The big question is: Then what am I doing here?
The Answer: Trying one last time to reach someone; if I can’t reach those closest to me, I may as well reach someone else.
That said…
I am getting pretty tired of having two sides of me. I have to present one to friends, family and coworkers (e.g. the person that I am supposed to be) and then the real me, the one that sits up all hours of the night writing a message into oblivion. I know rationally that I have can’t be both people at the same time, yet it sickens me. These are my beliefs. Right or Wrong, they make who I am. I can hide my true self at work, but for how long?
The reason that I do have to hide:
I work for a state agency that has a policy to troll social networking sites.

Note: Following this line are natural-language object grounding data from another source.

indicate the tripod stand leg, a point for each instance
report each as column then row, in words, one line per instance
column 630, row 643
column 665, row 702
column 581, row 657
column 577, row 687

I have been fired numerous times, as well as kicked out of college for the beliefs that I do have.
Ahh, just rambling, nobody actually cares. This blog was supposed to be more about substance than anything else. A one stop shop if you will into the life that I lead. Not incoherent rambling.
Till next time…
Urbane Out
~A
July 15, 2009 at 4:28 pm
Wow
I am very pleasantly suprises to admit that I know how you feel. About the whole struggle between two diff sides of myself. And ultimatly having to deciding that going on “strike” is the best way to go about living.
Half of me still wanting to have that social life that means being who “Im suppose to be” to humanity. But then the second half, the real me, that doesn’t respect any of these people because of my stong belifes and standards.
For me, this double life thing isn’t hard to do, but its annoying. Why should I have to hide the real me for people who I don’t respect, and who can’t respect or understand me and my belifes?
But… making that real, valuable connection with someone is a big deal and is something Im constantly looking for. But it seems really impossible at the moment…
Your strike is something I can understand and do strongly support!
Who is John Galt.
July 16, 2009 at 2:25 am
Yes the double life isn’t hard to do, but why must we do it at all. I never told the beggars / bottom-feeders to screw their own lives up. Why must I walk around in a world that is dying and pretend that I don’t see it? I told myself along time ago that I would never back down in my beliefs, yet in the last two months I have had to swallow, not bite, my tounge time and time again, all for the sake of ‘family’. My wife loves and respects my beliefs because they are what make me, me. Yet I have to, when outside the walls of my house, placate people who are, for lack of a better word, scum. Most of the people I encounter in a day have no value to society, yet I am supposed to shake their hands and tell them that, “it’s okay.”
So I am back from the strike for the time being, but I will tell you the three years that I hid in the shadows, was the greatest time of my life. I had never been happier just watching the bottom-feeders hurry and scurry for the last crumbs of the American Dream.